I sit on a white, plastic bench on my back porch.  There was tranquility in being outside of my house, even in an area as close as my backyard.  I watched as the wind whistled through the maple leaves in the tree that stood right outside my brother’s window.  I remember loving the idea of owning a maple tree since I lived on Maple Street.  There was a specific sense of satisfaction that came from that.  I watched as the butterflies fluttered around the butterfly bush next to the stark white shed that contrasted against the rotting wooden fence.  I remember the calming outdoor smell—a mix of the pink flowers from the bushes that covered the perimeter of my yard and fresh cut grass.

That summer, a bird, a robin I’m pretty sure (we always had robins in our backyard), nested in the awning of our porch.  Every day, I was infatuated with listening to her baby birds chirping while their mother was away, waiting for her to come home.  She always did. I singled out that there were four of them due to the four distinct tweeting voices.  As a child, you tend to connect yourself with other young animals.  I fantasized about the mama bird feeding and taking care of her four young babies and identifying that with my mom and her four children. I loved the idea of a happy little bird family right outside my home.  I considered them a part

A bird swooped by in my peripheral vision, a blue jay, I later learned, to be exact.  It landed its black talons on the white, swirly detail of my porch column. I observed in awe taking in every detail of the bird—the crisp cool-toned blue spread across its body, its white, fluffy belly, the black outlines that accented its features like black eyeliner.  Blue was my favorite color. It reminded me of the sky and my Aunt Jenny’s pool.

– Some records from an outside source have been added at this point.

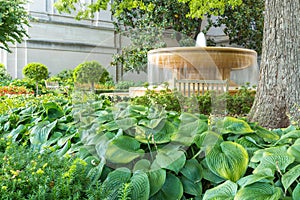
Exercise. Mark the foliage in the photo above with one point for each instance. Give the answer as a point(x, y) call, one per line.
point(14, 19)
point(121, 85)
point(91, 72)
point(36, 72)
point(243, 24)
point(215, 7)
point(5, 78)
point(237, 104)
point(147, 152)
point(65, 78)
point(13, 90)
point(26, 174)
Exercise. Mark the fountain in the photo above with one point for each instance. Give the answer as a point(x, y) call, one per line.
point(198, 63)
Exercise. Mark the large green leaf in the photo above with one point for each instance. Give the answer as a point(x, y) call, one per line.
point(39, 133)
point(266, 135)
point(188, 130)
point(235, 126)
point(123, 149)
point(274, 158)
point(156, 177)
point(126, 123)
point(208, 140)
point(139, 186)
point(225, 191)
point(296, 192)
point(294, 150)
point(170, 157)
point(53, 110)
point(191, 179)
point(229, 160)
point(259, 191)
point(265, 175)
point(114, 181)
point(295, 134)
point(172, 189)
point(289, 177)
point(153, 136)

I remember the day I almost drowned in that pool.  I was too little to know how to swim at the time, but I took off the pool floaties I’d wear.  I figured I didn’t need them if I was just going to sit on a pool chair. However, my foot slipped, and I collided against the membrane of the water, but I broke right through.  I remember the way everything looked as I went under, the way the water clouded everything, even the sunlight; the way my lungs filled with water.  In retrospect, if I drowned in that moment, I would have died peaceful, innocent, unscathed.  My older brother ripped me out of the water’s hands that held me down.  I coughed up the fear of dying and cried. That experience still didn’t deter me from visiting Aunt Jenny’s.

Weekends at Aunt Jenny’s house brought me this unknown peace that at the time I couldn’t comprehend.  You can’t really grasp how bad your childhood is at that age.  Aunt Jenny’s pool cleansed all the sins my house placed on me and kept me away from them for a short period of time.  She’d wash all the chlorine from my hair as we played salon in her bathroom sink. The shampoo would kill the chemicals and kept them from drying out my soul. She’d scrub the dead skin from my body in the shower to keep my skin fresh and smooth.  She erased all the self-hatred from my mind when she’d say and I’d repeat, “Don’t hate me ‘cause I’m beautiful.”  Back then I did believe that I was beautiful. Everything used to be beautiful, even the blue jay.

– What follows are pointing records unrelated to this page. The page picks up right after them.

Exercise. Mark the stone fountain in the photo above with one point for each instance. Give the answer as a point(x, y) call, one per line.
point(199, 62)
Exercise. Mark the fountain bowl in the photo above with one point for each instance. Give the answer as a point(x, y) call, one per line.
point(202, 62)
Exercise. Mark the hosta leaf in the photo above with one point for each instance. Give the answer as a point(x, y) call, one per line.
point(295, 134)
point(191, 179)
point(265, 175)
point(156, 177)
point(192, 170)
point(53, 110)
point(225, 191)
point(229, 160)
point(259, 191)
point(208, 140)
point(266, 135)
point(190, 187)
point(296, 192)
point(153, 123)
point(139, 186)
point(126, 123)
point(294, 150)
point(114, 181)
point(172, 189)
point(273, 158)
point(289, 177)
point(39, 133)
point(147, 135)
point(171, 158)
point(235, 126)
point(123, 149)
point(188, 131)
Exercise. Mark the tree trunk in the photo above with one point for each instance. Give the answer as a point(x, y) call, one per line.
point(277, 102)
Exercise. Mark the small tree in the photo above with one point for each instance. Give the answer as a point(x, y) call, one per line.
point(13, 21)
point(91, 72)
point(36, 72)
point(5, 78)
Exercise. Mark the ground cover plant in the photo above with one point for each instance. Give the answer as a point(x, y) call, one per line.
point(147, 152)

In the moment it took me to take in the image of the blue jay, it had already flown up into the nest of the baby birds.  The mama robin had flown away a little while earlier, but birds were birds.  In the eyes of a naive five-year-old, all birds were friends.  The sound of the birds chirping crescendoed and like a rippling song. On the beat each little voice droned out. On the beat—the first baby bird is penetrated by the blue jay’s beak, just as my body would be penetrated by my brother over the years to come.  Year by year my voice is drained.  On the beat—the second baby bird is struck, just as my body would be bruised and scarred by my mother over the span of a decade.  Year by year my voice is drained. On the beat—the third baby bird bleeds, just as my wrists and legs bled when I needed a release from my PTSD.  I scream inside but no sound is released. On the beat—the fourth baby bird cries, just as I cried over and over on the shower floor, water caressing me, letting me know I am safe as my alcoholism consumes me and suicidal thoughts infiltrate my mind.  My voice is dead. The blue jay flies away—guilt free—as my father left the last time I saw him when I was eight.  Silence.

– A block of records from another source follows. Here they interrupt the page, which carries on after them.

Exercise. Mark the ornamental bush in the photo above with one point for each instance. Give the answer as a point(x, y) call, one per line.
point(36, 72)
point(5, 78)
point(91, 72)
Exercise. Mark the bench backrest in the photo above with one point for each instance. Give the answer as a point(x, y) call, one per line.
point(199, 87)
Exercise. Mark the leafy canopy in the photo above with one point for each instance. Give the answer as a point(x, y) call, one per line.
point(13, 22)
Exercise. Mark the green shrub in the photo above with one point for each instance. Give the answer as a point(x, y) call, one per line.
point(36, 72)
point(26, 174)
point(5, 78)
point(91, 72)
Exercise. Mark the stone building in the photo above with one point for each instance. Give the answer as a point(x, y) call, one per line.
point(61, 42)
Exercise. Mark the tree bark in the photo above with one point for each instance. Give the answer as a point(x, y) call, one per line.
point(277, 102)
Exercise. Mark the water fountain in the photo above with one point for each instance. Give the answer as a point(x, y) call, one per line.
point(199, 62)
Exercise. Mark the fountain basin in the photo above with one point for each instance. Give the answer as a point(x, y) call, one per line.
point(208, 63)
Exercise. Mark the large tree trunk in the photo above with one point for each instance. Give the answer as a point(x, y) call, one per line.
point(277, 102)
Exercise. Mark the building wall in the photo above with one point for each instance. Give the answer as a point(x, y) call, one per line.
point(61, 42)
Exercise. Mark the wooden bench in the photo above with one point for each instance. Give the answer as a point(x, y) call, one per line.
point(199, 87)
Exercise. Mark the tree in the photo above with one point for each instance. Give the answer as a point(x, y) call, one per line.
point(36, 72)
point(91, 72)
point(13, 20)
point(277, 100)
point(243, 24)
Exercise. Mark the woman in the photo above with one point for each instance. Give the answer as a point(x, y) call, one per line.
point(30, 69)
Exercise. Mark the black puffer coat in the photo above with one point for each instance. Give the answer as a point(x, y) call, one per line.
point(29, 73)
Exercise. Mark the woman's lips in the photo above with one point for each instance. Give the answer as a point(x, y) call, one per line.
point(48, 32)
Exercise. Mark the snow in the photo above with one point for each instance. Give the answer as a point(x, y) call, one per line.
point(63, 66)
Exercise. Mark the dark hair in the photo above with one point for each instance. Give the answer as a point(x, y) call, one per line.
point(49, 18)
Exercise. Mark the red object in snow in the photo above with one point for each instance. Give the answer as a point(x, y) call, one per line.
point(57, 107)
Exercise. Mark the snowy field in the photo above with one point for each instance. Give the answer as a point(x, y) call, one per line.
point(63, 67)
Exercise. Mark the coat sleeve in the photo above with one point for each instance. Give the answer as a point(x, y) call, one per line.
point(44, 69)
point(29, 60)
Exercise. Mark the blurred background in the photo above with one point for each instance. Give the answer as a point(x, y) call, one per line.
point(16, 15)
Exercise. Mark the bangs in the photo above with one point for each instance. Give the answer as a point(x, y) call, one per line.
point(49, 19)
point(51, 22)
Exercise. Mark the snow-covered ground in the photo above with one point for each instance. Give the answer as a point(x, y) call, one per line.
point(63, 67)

I think about that moment a lot—the silence I heard when the blue jay flew away, the naivety of not knowing what happened, the innocence of a five-year-old’s mind.  I remember the way my grandmother broke the news to me. How she explained that some birds are bad and hurt other birds, sometimes little baby birds.  I never enjoyed the sight of blue jays from that time on.  I think about that moment a lot—the way I cried, the empathy I felt for the baby birds, the empathy I felt for their mother who I watched come home to her dead children, the sounds she made.  I think about that moment a lot as I sit on my back-porch bench, cigarette in hand, chemicals in my lungs, listening to the sound of birds chirping.